Please note that I received this book via NetGalley. This did not affect my rating or review. 

 

So I am seriously annoyed by this book. This book was supposed to be a memoir of the former CEO of Lonely Planet, Daniel Houghton that showed how travel changed his life and how it impacts everyone around you. Instead, we have Houghton dancing around what sounds like troublesome parts of his life (somewhere in there he got divorced) and just interviewing the rich and famous in traveler circles. Reading about how Houghton was treated as he took over the reigns of Lonely Planet is also really boring. I don't care how your coworkers were not that confident in you when they first met you (how did this person not know what a P&L report was??) or the hazing (maybe?) he supposedly experienced when he went to Beijing. The book even focuses at him trying to get their office digs ready for the BBC to come and discuss with the owner of Houghton's company about them taking over Lonely Planet. 

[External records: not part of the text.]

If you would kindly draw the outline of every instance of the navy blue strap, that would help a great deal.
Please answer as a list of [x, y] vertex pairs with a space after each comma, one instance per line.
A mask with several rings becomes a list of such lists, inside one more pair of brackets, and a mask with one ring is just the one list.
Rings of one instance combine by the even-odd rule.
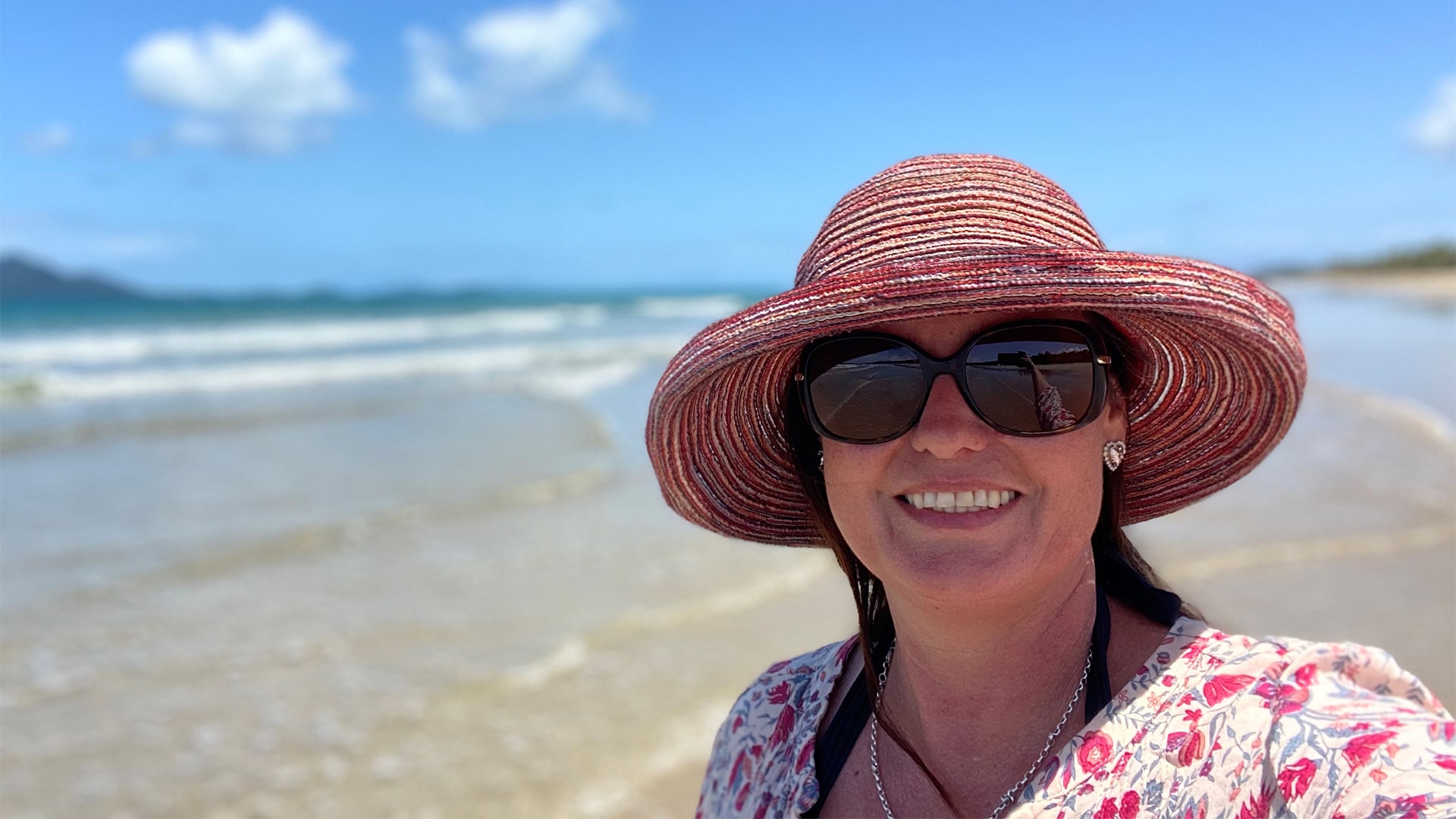
[[[1107, 593], [1128, 603], [1155, 622], [1172, 627], [1182, 611], [1182, 600], [1172, 592], [1147, 584], [1121, 557], [1098, 561], [1096, 619], [1092, 622], [1092, 667], [1088, 669], [1086, 721], [1092, 721], [1112, 701], [1112, 681], [1107, 667], [1107, 646], [1112, 640], [1112, 612], [1107, 605]], [[875, 647], [875, 662], [882, 663], [888, 646]], [[859, 740], [860, 732], [869, 723], [869, 683], [865, 670], [844, 694], [839, 711], [824, 732], [821, 742], [814, 745], [814, 771], [820, 783], [820, 797], [804, 816], [818, 818], [828, 799], [830, 788], [844, 769], [849, 752]]]

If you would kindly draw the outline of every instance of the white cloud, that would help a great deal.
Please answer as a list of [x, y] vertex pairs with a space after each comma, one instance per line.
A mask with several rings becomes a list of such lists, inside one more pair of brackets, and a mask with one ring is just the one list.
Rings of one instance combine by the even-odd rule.
[[411, 26], [411, 102], [424, 119], [459, 130], [574, 111], [642, 119], [646, 102], [597, 52], [620, 22], [613, 0], [561, 0], [488, 12], [454, 39]]
[[328, 138], [331, 118], [355, 105], [348, 60], [347, 44], [275, 9], [252, 32], [153, 34], [127, 54], [127, 73], [138, 95], [181, 114], [167, 141], [287, 153]]
[[1411, 124], [1411, 141], [1436, 154], [1456, 156], [1456, 74], [1436, 83], [1436, 98]]
[[31, 153], [60, 153], [76, 141], [76, 134], [66, 122], [47, 122], [41, 128], [20, 137], [20, 147]]

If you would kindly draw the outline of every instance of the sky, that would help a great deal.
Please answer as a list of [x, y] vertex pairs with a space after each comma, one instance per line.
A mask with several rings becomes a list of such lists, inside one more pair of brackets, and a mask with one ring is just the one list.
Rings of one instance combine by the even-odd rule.
[[0, 4], [0, 249], [159, 290], [778, 290], [943, 152], [1112, 249], [1453, 239], [1456, 3]]

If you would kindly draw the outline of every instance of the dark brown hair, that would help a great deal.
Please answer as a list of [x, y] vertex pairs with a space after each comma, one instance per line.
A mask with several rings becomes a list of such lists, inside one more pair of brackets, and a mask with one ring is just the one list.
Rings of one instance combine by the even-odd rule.
[[[1112, 358], [1109, 391], [1117, 391], [1120, 395], [1133, 392], [1140, 380], [1143, 364], [1136, 347], [1102, 316], [1088, 313], [1085, 319], [1099, 332], [1107, 353]], [[785, 388], [783, 412], [783, 428], [794, 450], [795, 472], [798, 474], [799, 484], [804, 487], [805, 495], [808, 495], [810, 507], [814, 510], [814, 526], [823, 536], [824, 545], [839, 560], [839, 567], [849, 579], [849, 587], [855, 595], [855, 609], [859, 612], [859, 647], [865, 659], [865, 683], [869, 688], [869, 701], [875, 710], [875, 716], [879, 724], [884, 726], [885, 733], [894, 737], [920, 769], [926, 772], [936, 791], [939, 791], [941, 799], [951, 806], [951, 810], [961, 815], [960, 807], [951, 800], [951, 794], [926, 767], [925, 761], [920, 759], [914, 748], [906, 742], [904, 734], [879, 711], [878, 663], [875, 657], [884, 656], [885, 648], [895, 635], [895, 624], [890, 616], [890, 603], [885, 599], [884, 584], [859, 561], [834, 523], [834, 514], [828, 507], [828, 495], [824, 490], [824, 472], [820, 469], [820, 439], [810, 426], [808, 418], [804, 417], [799, 391], [794, 382], [789, 382]], [[1128, 437], [1131, 437], [1131, 430]], [[1166, 586], [1163, 586], [1153, 568], [1147, 565], [1143, 555], [1139, 554], [1137, 546], [1123, 532], [1123, 472], [1104, 469], [1102, 509], [1092, 530], [1093, 561], [1098, 565], [1105, 565], [1109, 560], [1121, 560], [1149, 586], [1165, 589]], [[1182, 606], [1182, 614], [1195, 618], [1200, 616], [1198, 611], [1187, 603]]]

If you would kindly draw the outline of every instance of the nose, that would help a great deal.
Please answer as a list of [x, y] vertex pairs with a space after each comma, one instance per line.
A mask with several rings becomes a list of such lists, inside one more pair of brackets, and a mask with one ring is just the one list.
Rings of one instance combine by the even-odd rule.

I always say a mark of a good memoir is how open the author is with the readers. Great memoirs are hard to do. Great memoirs about a particular event, theme, etc. are really hard to do. I would have loved a book about travel actually being about travel, not him just talking about how many miles he traveled in a year. I wanted to hear about the countries/cities he visited, not how fast he had to run through an airport. I wanted to hear about the people he met, not how he became friendly with a cab driver in London who still picks him up free of charge. This whole book felt off. 

 

The writing also was not that that great. Houghton mostly focuses on working at Lonely Planet and then provides one to two interviews in between "peeks" at his job. So the whole book is just a very short chapter about him, then pages of interviews in between each chapter. Also can I say that reading interviews of the rich and famous and how travel impacts them was just tone-deaf as hell. One guy he interviewed drove 1920s Aston Martin's through some of the "stan" countries over a period of months. What regular travel can do that?

 

The flow of the book was off from beginning to end. I think that this book maybe could have been punched up a bit if Houghton eventually includes pictures of something in the finished version of this book. For a supposedly great photographer, I can't imagine that the finished product has zero images.